For Marie-José Auclair, president of the board of directors and a member of the organization since 2003, the 20-year milestone is an opportunity to look back on the moments, the people and the places that have marked the gains made in conservation in this segment of the Appalachians in southern Québec.

“Appalachian Corridor is first and foremost a unifying movement,” shares Ms. Auclair. “It is a vision that aims to unite everyone who is passionate about nature and for whom it is imperative to protect our region’s most precious riches: the natural environment that surrounds us,” she adds. “I’m very proud of the progress we’ve made in conservation on our territory, especially since these gains will have repercussions in perpetuity. It is a great legacy for present and future generations, and I am delighted to celebrate the impact of all these collective actions.”

In 2020, the Appalachian Corridor team acquired its first office in Eastman.

Mélanie Lelièvre, who has been the executive director of Appalachian Corridor for the past 15 years, is also pleased to take advantage of the organization’s 20th anniversary to recognize the gains made and the work that awaits her team and their partners in the years to come.

“The conservation movement and the activities led by Appalachian Corridor have the wind in their sails, fueled by a mobilization on the ground that is inspiring,” says Ms.

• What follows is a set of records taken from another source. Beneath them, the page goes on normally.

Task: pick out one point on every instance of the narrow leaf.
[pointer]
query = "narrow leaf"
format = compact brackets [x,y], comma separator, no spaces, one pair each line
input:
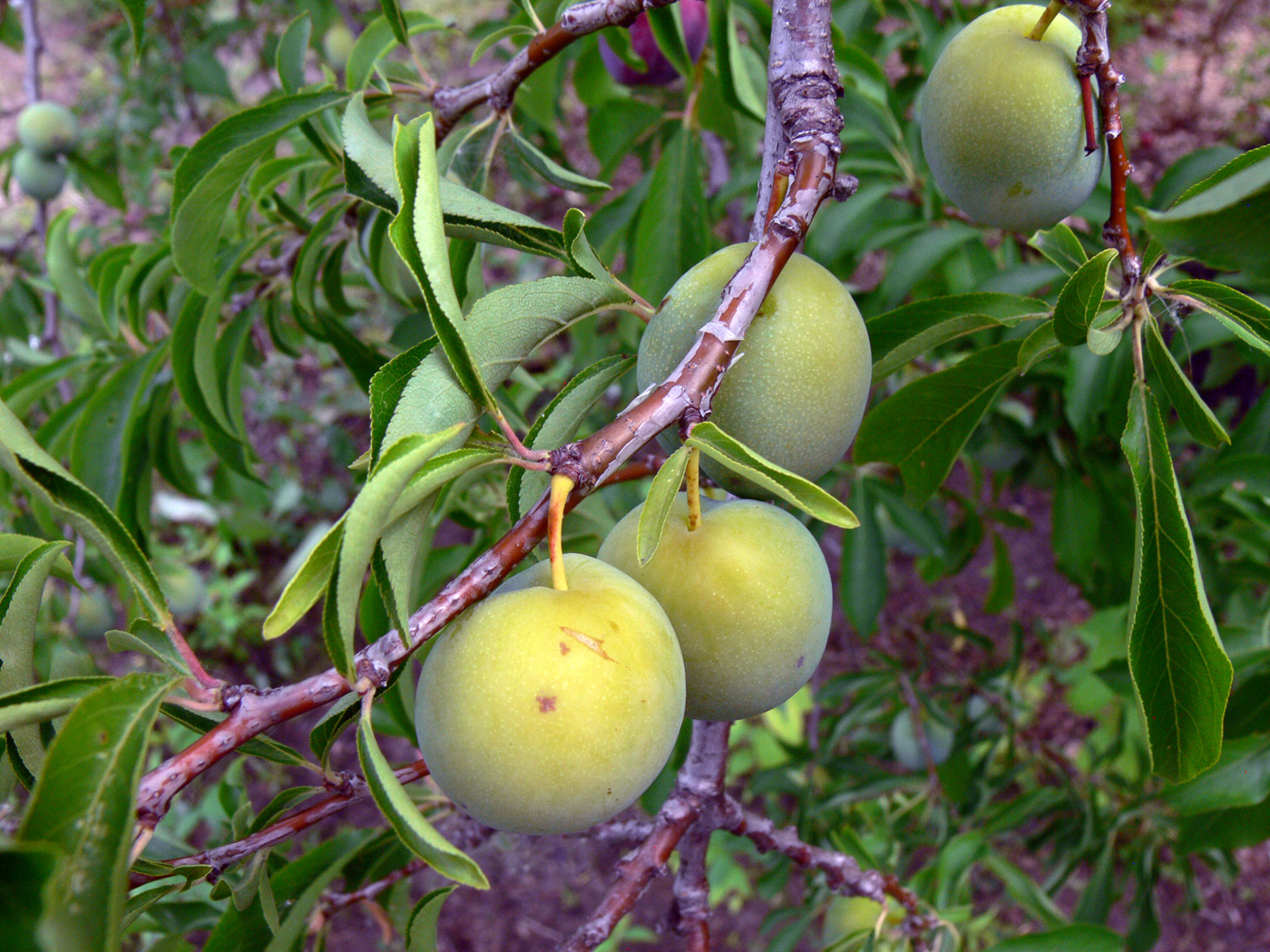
[404,816]
[1178,668]
[923,428]
[84,806]
[657,507]
[790,486]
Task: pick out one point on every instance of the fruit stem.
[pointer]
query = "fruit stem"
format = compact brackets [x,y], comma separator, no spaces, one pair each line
[1045,19]
[694,478]
[561,489]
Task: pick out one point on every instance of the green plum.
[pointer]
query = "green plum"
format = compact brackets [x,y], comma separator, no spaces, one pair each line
[545,711]
[47,129]
[1002,123]
[797,387]
[37,177]
[748,593]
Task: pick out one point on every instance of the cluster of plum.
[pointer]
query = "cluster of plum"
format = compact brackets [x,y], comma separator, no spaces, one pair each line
[46,131]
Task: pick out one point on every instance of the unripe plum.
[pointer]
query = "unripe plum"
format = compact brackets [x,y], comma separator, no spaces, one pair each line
[545,711]
[659,73]
[38,177]
[748,593]
[1002,123]
[799,384]
[47,129]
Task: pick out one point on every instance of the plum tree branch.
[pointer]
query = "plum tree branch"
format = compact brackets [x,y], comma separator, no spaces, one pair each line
[498,89]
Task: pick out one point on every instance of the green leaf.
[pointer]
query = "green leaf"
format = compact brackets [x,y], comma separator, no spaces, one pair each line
[84,806]
[1246,316]
[15,548]
[1178,668]
[211,171]
[738,86]
[307,586]
[898,336]
[365,146]
[657,507]
[404,816]
[19,611]
[863,580]
[1069,938]
[552,170]
[377,40]
[364,524]
[558,424]
[44,702]
[1240,778]
[1197,418]
[1060,247]
[670,232]
[923,428]
[41,473]
[421,930]
[1221,221]
[289,56]
[1081,298]
[790,486]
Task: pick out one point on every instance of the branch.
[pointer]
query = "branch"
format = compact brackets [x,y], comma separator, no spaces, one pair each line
[806,92]
[498,89]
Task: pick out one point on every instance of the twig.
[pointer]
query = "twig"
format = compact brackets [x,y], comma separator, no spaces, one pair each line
[498,89]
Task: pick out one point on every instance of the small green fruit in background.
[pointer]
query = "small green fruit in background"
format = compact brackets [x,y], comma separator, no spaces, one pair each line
[799,384]
[908,752]
[543,711]
[1002,123]
[37,177]
[748,593]
[47,129]
[337,44]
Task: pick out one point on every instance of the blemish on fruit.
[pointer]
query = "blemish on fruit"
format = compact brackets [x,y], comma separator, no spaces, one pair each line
[596,645]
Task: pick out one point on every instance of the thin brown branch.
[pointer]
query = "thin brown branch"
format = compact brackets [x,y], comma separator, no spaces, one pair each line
[498,89]
[806,88]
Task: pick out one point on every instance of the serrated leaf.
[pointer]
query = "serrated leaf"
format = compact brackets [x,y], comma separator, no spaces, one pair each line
[19,611]
[41,473]
[657,507]
[1067,938]
[404,816]
[558,424]
[15,548]
[421,928]
[1197,418]
[552,170]
[1221,221]
[923,428]
[364,524]
[307,586]
[738,91]
[289,56]
[670,231]
[365,146]
[44,702]
[1081,298]
[377,40]
[1246,316]
[863,581]
[1177,660]
[1060,247]
[84,806]
[899,335]
[794,489]
[210,173]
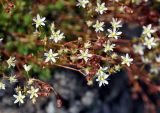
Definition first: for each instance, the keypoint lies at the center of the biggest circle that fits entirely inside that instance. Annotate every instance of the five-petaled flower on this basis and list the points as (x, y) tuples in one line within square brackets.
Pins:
[(108, 46), (27, 67), (11, 62), (147, 30), (98, 26), (126, 60), (101, 8), (149, 42), (116, 23), (84, 55), (113, 33), (56, 36), (19, 98), (101, 71), (82, 3), (102, 79), (39, 21), (33, 92), (12, 79), (50, 56), (138, 48), (2, 85)]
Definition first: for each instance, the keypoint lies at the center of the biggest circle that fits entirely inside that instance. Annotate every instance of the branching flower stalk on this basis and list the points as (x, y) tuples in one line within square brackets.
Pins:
[(97, 52)]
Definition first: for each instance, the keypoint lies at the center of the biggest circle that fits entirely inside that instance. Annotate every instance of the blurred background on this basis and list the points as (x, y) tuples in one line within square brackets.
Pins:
[(77, 96)]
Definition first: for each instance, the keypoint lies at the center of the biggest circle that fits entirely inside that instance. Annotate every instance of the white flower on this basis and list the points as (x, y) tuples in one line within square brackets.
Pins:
[(98, 26), (57, 36), (87, 45), (2, 85), (116, 23), (1, 39), (39, 21), (19, 98), (139, 48), (114, 33), (27, 67), (149, 42), (157, 58), (147, 30), (101, 71), (101, 8), (12, 79), (102, 79), (33, 92), (84, 55), (50, 56), (108, 47), (154, 69), (145, 60), (82, 3), (11, 62), (126, 60), (30, 81)]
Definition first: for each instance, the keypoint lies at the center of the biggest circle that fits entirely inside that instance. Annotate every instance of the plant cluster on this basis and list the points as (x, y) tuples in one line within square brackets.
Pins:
[(97, 52)]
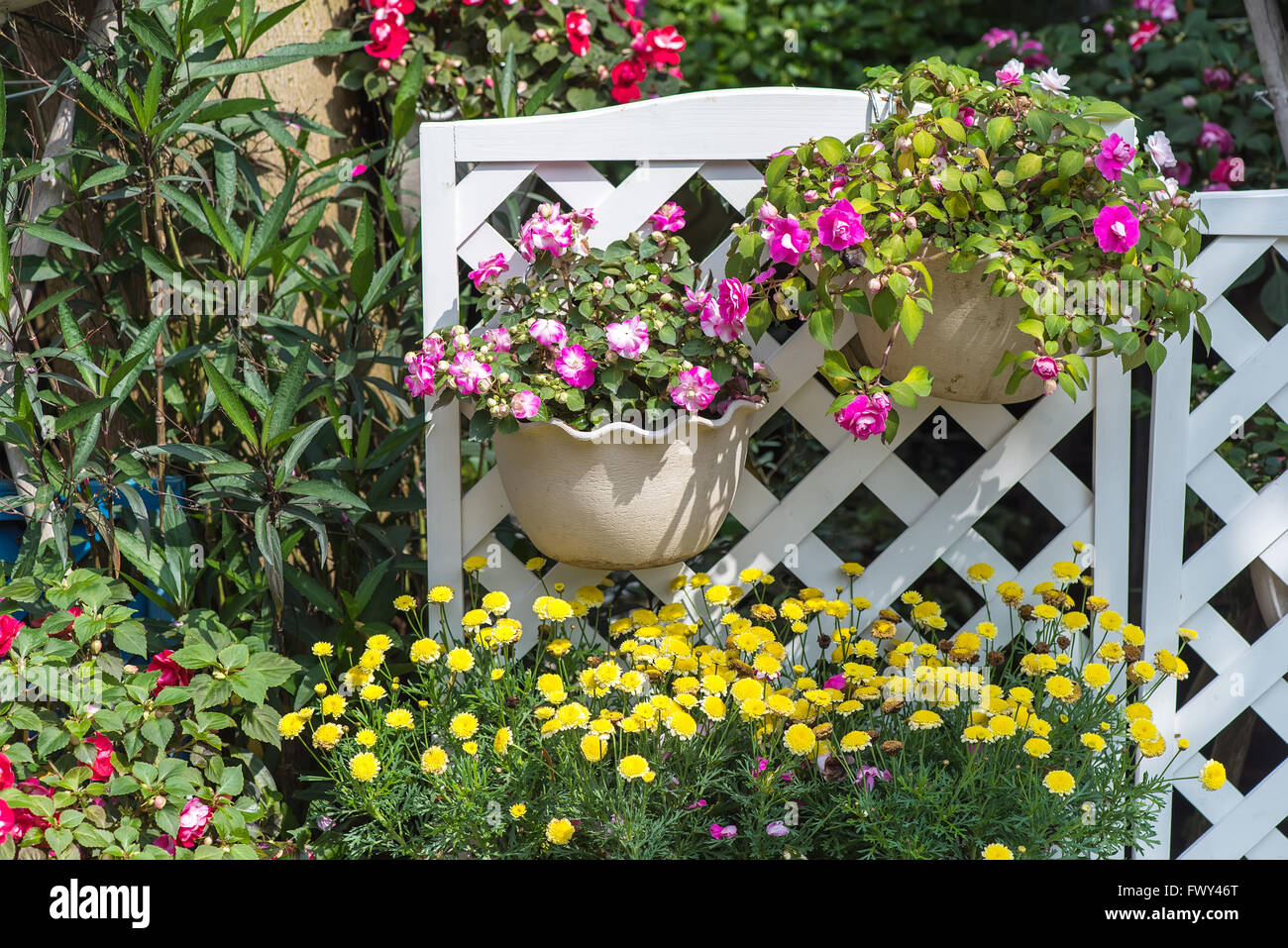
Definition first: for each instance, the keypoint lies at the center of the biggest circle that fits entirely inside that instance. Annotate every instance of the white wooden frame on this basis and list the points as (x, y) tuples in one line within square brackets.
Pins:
[(1256, 524), (715, 134)]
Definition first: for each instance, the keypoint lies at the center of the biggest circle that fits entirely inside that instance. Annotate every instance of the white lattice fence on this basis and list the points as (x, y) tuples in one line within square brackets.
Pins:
[(1177, 590), (716, 136)]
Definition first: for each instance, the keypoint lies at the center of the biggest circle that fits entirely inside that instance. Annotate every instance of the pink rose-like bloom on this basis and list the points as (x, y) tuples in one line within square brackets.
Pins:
[(193, 822), (1146, 31), (487, 269), (1117, 230), (102, 766), (669, 217), (576, 366), (469, 372), (9, 629), (171, 673), (1116, 154), (696, 389), (526, 404), (840, 227), (627, 338), (787, 240), (1218, 77), (864, 416), (1214, 136), (498, 338), (549, 333)]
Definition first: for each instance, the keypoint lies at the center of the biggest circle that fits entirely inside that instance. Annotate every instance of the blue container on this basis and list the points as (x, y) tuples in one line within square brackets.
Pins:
[(13, 526)]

Lelièvre. “At the same time, the urgency to act to protect nature has never been greater. This demonstrates the relevance of an organisation like ours,” she adds.

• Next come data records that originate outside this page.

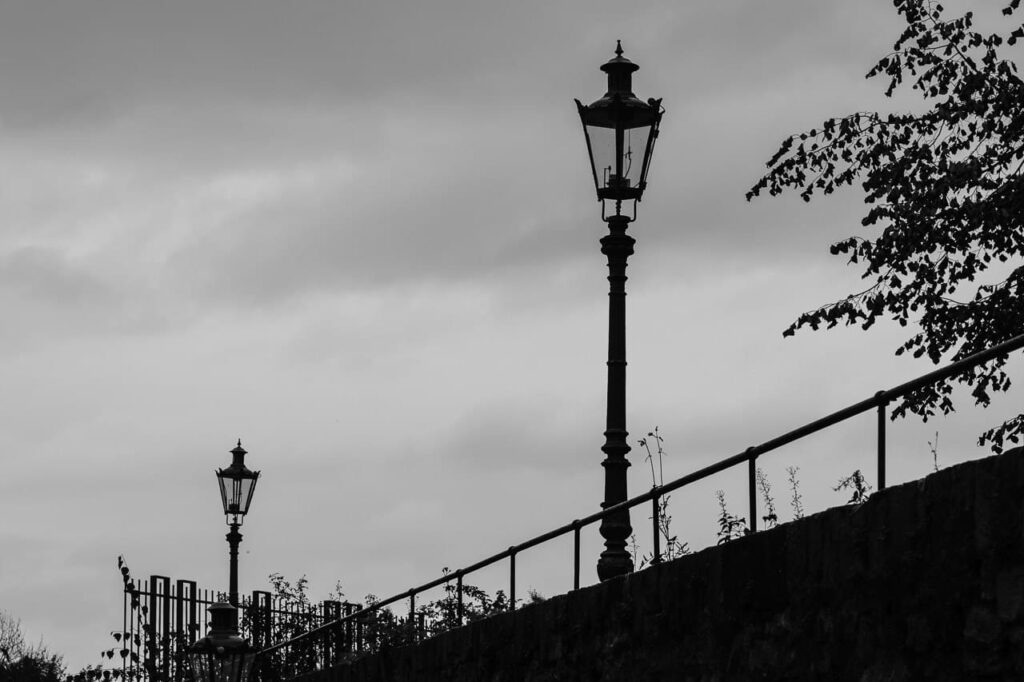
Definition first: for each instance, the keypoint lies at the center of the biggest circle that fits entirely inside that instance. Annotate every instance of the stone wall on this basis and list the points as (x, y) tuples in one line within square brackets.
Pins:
[(923, 582)]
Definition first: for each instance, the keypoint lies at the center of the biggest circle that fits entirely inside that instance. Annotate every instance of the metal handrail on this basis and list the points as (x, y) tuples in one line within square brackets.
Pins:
[(880, 400)]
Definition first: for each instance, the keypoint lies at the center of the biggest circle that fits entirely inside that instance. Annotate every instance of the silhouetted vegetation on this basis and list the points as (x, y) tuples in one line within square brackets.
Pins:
[(945, 251)]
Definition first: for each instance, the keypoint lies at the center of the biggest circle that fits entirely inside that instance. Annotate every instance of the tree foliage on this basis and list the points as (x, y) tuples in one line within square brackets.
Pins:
[(20, 662), (944, 193)]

“Appalachian Corridor’s 20th anniversary is a great opportunity to recognize the advancement of our co-founders’ vision, to thank all our partners and donors, to celebrate our collective gains, and to look to the future,” adds Lelièvre. “We know that our foundation, which is built on excellence and tangible results, will serve us well as we face the important work ahead.”

Over the next months, Appalachian Corridor will be marking its 20th anniversary with historical articles and events to highlight the progress made and the great network of organizations and people who have contributed to the implementation of this vision. The organisation also plans to invite donors to support its annual fundraising campaign and will share its new strategic plan during the year.


Appalachian Corridor is a non-profit conservation organization whose mission is to protect the natural environments of the Appalachian region of southern Québec. Through its conservation activities on private land, its knowledge acquisition initiatives for the protection of species at risk and its natural environment enhancement initiatives, Appalachian Corridor provides local communities with the means to maintain and restore a living environment that respects the ecology of the region. Working closely with its partners, including the Nature Conservancy of Canada and its 17 affiliated members, as well as several funders and donors, Appalachian Corridor has helped protect more than 15,000 hectares on its territory of action. In 2022, the organization is celebrating 20 years of gains for nature and communities.